Die Webcam der vorletzten Schleuse überträgt alle paar Sekunden ein Livebild, wo uns einige Freunde und Familie nun “live” sehen können. Als sich das letzte Schleusentor zum Pazifik öffnet, verspüren wir Gänsehaut. Wir haben es geschafft, wir sind im Pazifischen Ozean angekommen, für uns ein ganz besonderer Moment.
Nachdem die drei Segelboote losgebunden sind, gehen auch kurze Zeit später der Lotse und das Leinenpersonal von Bord. Dies ist gleichzeitig auch der Abschied von Olaf & Moni. Ein emotionaler Moment, vor dem wir uns schon gefürchtet haben. Wir haben viel Zeit zusammen verbracht und die Beiden sind uns sehr ans Herz gewachsen. Aber auch wenn sich unsere Wege hier erst einmal trennen, wir bleiben in Kontakt und werden uns ganz sicher irgendwann in Deutschland wiedersehen. Macht es gut Ihr Beiden, vielen Dank für die großartige Zeit, bleibt gesund und bis bald!
Für uns geht es noch ein Stück weiter und nach den ersten 5 Seemeilen im Pazifik, erreichen wir schon den Ankerplatz vor Panama City. Vor einer Großstadt mit Skyline haben wir auch noch nie geankert. Es ist für uns nicht gerade der schönste Ankerplatz, dafür jedoch überraschend ruhig. Bis auf das Wetter… passend zur Regenzeit kommen täglich nicht nur Regenschauer vorbei, mindestens ein Mal am Tag zieht auch eine Gewitterfront über Panama City. Was eigentlich ein spektakuläres Naturschauspiel wäre, ist für uns an Bord immer eine Bedrohung. Wir haben jedoch Glück und die Fronten ziehen nie direkt über die Ankerbucht.
Ein paar Tage später, nachdem wir die letzten Einkäufe und frische Lebensmittel an Bord gebracht haben, lichten wir den Anker und fahren in die Marina Flamenco zum Tanken. Zusammen mit unseren Freunden von der L´egaloupio warten wir auf die Einfahrerlaubnis per Funk. Wie auch auf dem Atlantik füllen wir zusätzliche Dieselkanister sowie Benzinkanister auf. Denn wir wissen nicht, wo und wann wir das nächste Mal eine Tankstelle in der Nähe haben werden. Insgesamt befinden sich somit 360L Diesel für den Motor und 40L Benzin für den Außenborder und Generator an Bord.
Noch ist das Wetter nicht passend, um die Überquerung zu starten, daher fahren wir erst einmal in das ca. 40 Seemeilen entfernte Las Perlas Archipel. Leider haben wir wenig Wind und müssen mit dem Motor zurücklegen. Dafür blitzt es am Horizont wieder einmal zuverlässig.

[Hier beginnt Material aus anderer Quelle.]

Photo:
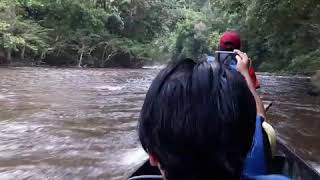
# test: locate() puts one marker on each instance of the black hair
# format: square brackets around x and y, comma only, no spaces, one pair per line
[198,120]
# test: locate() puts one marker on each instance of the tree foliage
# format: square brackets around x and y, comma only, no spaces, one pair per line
[278,34]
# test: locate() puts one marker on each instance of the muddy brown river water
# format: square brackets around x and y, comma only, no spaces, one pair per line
[81,123]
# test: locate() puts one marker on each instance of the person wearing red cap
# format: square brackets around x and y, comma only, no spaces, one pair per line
[231,41]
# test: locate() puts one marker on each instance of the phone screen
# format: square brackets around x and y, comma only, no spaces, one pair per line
[227,57]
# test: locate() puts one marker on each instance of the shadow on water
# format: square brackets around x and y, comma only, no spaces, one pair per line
[81,124]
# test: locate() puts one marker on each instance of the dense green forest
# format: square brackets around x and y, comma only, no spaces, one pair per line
[279,35]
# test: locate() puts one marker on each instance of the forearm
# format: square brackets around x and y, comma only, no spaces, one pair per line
[259,103]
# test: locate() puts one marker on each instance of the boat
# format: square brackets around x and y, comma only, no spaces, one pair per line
[285,162]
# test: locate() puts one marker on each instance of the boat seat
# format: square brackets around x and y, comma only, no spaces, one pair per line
[147,177]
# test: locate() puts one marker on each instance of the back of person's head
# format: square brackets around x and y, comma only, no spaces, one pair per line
[230,41]
[198,121]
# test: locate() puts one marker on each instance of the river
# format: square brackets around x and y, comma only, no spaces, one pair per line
[81,123]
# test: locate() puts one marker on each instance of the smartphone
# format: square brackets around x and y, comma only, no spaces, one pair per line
[227,57]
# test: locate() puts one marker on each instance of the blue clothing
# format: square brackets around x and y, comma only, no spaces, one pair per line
[256,163]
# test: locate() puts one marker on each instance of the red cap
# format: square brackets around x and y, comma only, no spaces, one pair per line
[230,41]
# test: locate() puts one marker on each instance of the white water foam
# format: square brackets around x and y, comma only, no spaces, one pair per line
[133,157]
[110,88]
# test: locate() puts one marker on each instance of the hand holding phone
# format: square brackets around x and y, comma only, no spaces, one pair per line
[227,57]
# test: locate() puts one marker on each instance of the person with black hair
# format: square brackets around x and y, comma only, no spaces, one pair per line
[198,120]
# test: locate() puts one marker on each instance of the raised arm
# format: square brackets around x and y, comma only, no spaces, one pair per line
[243,68]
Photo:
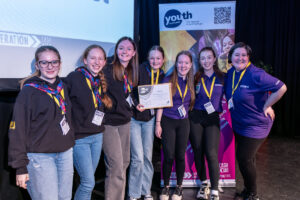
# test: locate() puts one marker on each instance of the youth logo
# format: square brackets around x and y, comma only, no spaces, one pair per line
[174,18]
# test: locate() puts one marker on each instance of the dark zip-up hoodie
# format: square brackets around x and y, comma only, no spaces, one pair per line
[35,126]
[144,79]
[121,112]
[83,108]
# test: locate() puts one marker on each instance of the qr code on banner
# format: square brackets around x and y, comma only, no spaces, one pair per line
[222,15]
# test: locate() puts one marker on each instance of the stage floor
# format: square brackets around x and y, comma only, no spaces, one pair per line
[278,167]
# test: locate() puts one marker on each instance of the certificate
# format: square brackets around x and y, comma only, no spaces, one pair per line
[155,96]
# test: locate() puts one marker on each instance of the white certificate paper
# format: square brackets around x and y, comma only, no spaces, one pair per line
[155,96]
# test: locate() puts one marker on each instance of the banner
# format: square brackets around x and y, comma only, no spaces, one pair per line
[192,26]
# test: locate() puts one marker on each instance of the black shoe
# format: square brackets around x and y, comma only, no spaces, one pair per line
[165,193]
[177,195]
[251,196]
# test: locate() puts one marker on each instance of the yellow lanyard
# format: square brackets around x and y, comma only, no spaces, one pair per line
[94,98]
[62,93]
[180,93]
[211,87]
[152,77]
[241,76]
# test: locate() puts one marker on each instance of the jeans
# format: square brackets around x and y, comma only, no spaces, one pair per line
[50,175]
[116,148]
[86,156]
[141,168]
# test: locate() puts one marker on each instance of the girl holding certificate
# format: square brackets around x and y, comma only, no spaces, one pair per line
[40,134]
[142,129]
[87,91]
[205,122]
[247,90]
[121,76]
[172,124]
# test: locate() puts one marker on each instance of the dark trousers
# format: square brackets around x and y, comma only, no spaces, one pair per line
[245,153]
[205,139]
[175,135]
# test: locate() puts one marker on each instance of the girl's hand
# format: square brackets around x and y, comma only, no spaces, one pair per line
[21,180]
[158,130]
[269,111]
[140,108]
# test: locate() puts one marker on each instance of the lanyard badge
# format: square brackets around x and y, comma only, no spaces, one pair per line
[208,106]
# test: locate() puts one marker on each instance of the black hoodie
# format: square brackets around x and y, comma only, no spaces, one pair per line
[121,111]
[144,79]
[35,126]
[83,108]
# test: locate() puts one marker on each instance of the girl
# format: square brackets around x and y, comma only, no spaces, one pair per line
[40,136]
[87,91]
[122,75]
[247,89]
[205,122]
[226,43]
[172,124]
[142,130]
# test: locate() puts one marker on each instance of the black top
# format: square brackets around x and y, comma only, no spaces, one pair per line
[83,108]
[35,125]
[121,112]
[144,79]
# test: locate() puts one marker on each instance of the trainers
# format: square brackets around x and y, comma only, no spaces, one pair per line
[177,195]
[203,192]
[214,197]
[165,193]
[148,197]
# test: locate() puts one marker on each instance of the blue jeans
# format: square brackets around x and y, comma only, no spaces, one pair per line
[86,155]
[50,175]
[141,168]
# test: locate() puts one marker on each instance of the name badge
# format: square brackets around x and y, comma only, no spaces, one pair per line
[230,103]
[129,100]
[64,125]
[182,111]
[209,107]
[98,117]
[198,86]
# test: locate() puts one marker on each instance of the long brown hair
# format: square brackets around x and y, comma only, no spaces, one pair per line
[37,72]
[189,77]
[200,72]
[105,99]
[131,69]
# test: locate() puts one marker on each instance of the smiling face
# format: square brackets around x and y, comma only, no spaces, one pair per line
[156,59]
[207,60]
[227,44]
[240,58]
[49,65]
[183,65]
[125,52]
[95,61]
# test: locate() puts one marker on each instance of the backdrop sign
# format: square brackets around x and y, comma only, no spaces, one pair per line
[192,26]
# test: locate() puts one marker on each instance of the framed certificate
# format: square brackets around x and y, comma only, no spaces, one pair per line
[155,96]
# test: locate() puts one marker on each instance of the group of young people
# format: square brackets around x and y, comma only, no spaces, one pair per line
[57,124]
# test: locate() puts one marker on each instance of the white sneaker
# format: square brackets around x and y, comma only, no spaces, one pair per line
[203,192]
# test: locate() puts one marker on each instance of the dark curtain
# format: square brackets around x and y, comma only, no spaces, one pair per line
[272,29]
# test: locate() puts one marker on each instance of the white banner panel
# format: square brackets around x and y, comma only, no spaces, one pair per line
[212,15]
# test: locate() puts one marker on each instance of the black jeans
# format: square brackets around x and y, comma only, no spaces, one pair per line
[205,139]
[245,153]
[175,135]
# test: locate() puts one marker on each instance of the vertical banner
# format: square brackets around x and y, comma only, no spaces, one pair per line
[192,26]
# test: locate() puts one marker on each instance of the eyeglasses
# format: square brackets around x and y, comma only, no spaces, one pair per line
[45,64]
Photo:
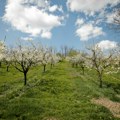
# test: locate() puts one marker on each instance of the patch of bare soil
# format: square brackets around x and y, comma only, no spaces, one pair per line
[114,107]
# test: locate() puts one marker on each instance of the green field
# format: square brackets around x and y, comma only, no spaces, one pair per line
[61,93]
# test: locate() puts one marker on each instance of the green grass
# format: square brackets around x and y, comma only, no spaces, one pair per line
[62,93]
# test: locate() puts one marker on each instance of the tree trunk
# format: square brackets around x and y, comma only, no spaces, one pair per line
[100,80]
[7,68]
[83,70]
[25,78]
[0,64]
[51,65]
[44,68]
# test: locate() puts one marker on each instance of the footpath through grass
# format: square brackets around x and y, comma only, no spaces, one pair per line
[62,93]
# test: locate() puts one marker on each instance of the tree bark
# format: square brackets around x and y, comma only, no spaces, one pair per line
[83,70]
[0,64]
[7,68]
[100,80]
[44,68]
[25,78]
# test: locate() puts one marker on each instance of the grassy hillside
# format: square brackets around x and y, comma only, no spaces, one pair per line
[62,93]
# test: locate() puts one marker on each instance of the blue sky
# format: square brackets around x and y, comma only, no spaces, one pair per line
[74,23]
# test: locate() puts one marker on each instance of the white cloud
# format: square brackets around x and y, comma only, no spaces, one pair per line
[106,44]
[26,38]
[55,8]
[79,22]
[89,6]
[31,16]
[88,31]
[46,35]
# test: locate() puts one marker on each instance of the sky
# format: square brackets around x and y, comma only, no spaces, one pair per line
[75,23]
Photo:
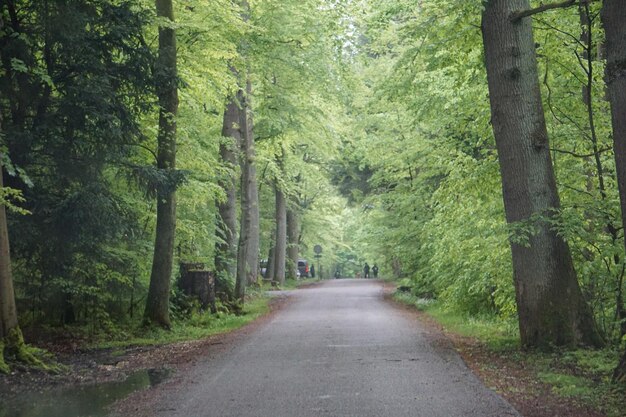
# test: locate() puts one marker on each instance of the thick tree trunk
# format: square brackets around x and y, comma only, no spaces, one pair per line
[271,259]
[613,19]
[157,303]
[254,216]
[8,312]
[293,243]
[248,255]
[280,248]
[226,249]
[551,308]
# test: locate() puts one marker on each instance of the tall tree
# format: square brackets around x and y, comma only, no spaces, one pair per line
[157,303]
[551,308]
[280,247]
[8,312]
[613,19]
[226,247]
[293,242]
[248,249]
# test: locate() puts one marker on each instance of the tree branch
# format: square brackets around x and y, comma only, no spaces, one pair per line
[577,155]
[517,16]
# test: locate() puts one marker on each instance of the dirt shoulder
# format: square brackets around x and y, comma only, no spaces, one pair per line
[508,377]
[103,365]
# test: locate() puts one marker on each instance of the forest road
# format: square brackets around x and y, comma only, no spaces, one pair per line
[338,349]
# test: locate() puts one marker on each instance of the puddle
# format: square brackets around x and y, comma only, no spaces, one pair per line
[81,401]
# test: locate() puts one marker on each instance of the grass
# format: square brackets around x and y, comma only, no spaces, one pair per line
[290,284]
[198,326]
[582,375]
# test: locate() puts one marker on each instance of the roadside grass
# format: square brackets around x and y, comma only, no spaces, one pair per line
[580,375]
[290,284]
[198,326]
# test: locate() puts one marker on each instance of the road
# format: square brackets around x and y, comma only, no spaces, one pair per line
[338,349]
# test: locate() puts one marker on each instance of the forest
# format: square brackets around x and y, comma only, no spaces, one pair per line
[474,150]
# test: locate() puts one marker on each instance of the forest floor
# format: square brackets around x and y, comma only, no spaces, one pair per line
[503,372]
[515,375]
[87,366]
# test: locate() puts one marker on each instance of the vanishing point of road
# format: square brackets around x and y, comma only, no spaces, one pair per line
[337,349]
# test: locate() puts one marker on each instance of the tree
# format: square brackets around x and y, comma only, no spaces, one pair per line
[293,242]
[226,247]
[157,303]
[248,249]
[8,313]
[280,246]
[613,18]
[551,308]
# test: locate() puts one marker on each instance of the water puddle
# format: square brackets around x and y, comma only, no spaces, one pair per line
[81,401]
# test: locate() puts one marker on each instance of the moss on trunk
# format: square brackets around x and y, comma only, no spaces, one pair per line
[4,368]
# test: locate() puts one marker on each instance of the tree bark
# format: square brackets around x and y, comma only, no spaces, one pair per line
[293,243]
[271,260]
[226,249]
[551,308]
[280,248]
[248,251]
[157,303]
[613,18]
[8,311]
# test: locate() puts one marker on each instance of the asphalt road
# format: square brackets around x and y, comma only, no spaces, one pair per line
[337,350]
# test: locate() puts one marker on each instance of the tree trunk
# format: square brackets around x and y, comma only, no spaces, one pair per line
[280,248]
[248,255]
[8,311]
[157,303]
[293,243]
[613,18]
[226,249]
[551,308]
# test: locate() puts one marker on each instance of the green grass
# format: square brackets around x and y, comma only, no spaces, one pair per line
[495,333]
[583,375]
[198,326]
[290,284]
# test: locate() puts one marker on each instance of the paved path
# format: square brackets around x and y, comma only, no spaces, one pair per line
[337,350]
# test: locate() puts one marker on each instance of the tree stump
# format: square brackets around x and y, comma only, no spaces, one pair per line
[195,281]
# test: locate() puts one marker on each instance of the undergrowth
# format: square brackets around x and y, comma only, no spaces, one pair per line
[198,326]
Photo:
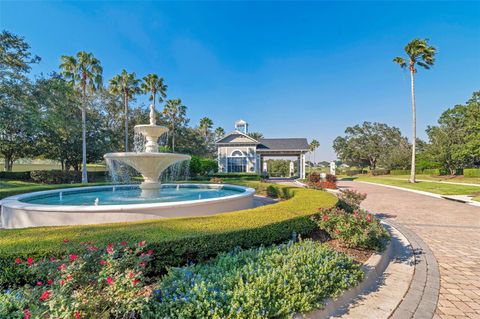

Wir freuen uns sehr darauf das Gebiet mit den andauernden Gewittern bald hinter uns zu lassen. Ca. 10 Seemeilen vor der Insel Contadora kommt endlich Wind auf und wir setzten die Segel. Der Himmel wird jedoch immer dunkler, weshalb wir den Motor weiter mitlaufen lassen, um schnellstmöglich anzukommen und es hoffentlich vor dem näherkommenden Gewitter zu schaffen. Doch Mutter Natur ist mal wieder schneller und kurze Zeit später finden wir uns mitten im Gewitter und Starkregen wieder. Der Wind tobt plötzlich und Blitze schlagen ringsherum ins Wasser. Glücklicherweise geht dieses Mal jedoch nichts kaputt und wir kommen mit einem leichten Schrecken davon. Das Gewitter zieht weiter und wir ankern sicher vor der Insel Contadora. Am nächsten Tage segeln wir weiter in eine gut geschützten Ankerbucht vor der Isla Mogo Mogo und verbringen die Zeit damit unser Unterwasserschiff nochmal zu säubern, alle Tanks mit Trinkwasser aufzufüllen und ein paar Drinks mit unseren Freunden am Strand zu nehmen. Es hat sich auch hier wieder eine Flottille aus sechs Booten gebildet. Unsere beiden australischen Freunde auf Pangea und Libby, eine Schweizer Crew auf der Cervino, die beiden ungarischen Doctors auf L´egaloupio, ein deutsches Boot Tarpan und wir mit unserer Seven. Alle zusammen besprechen wir täglich die aktualisierten Wettermodelle und sind uns schließlich bald einig. Der erste kritische Abschnitt bis zu den Galapagos Insel sieht gut aus. Die Gewitterwahrscheinlichkeit ist recht gering und es soll etwas Wind geben. Es wird also Zeit Mittelamerika zu verlassen und die längst Passage unserer Reise anzutreten.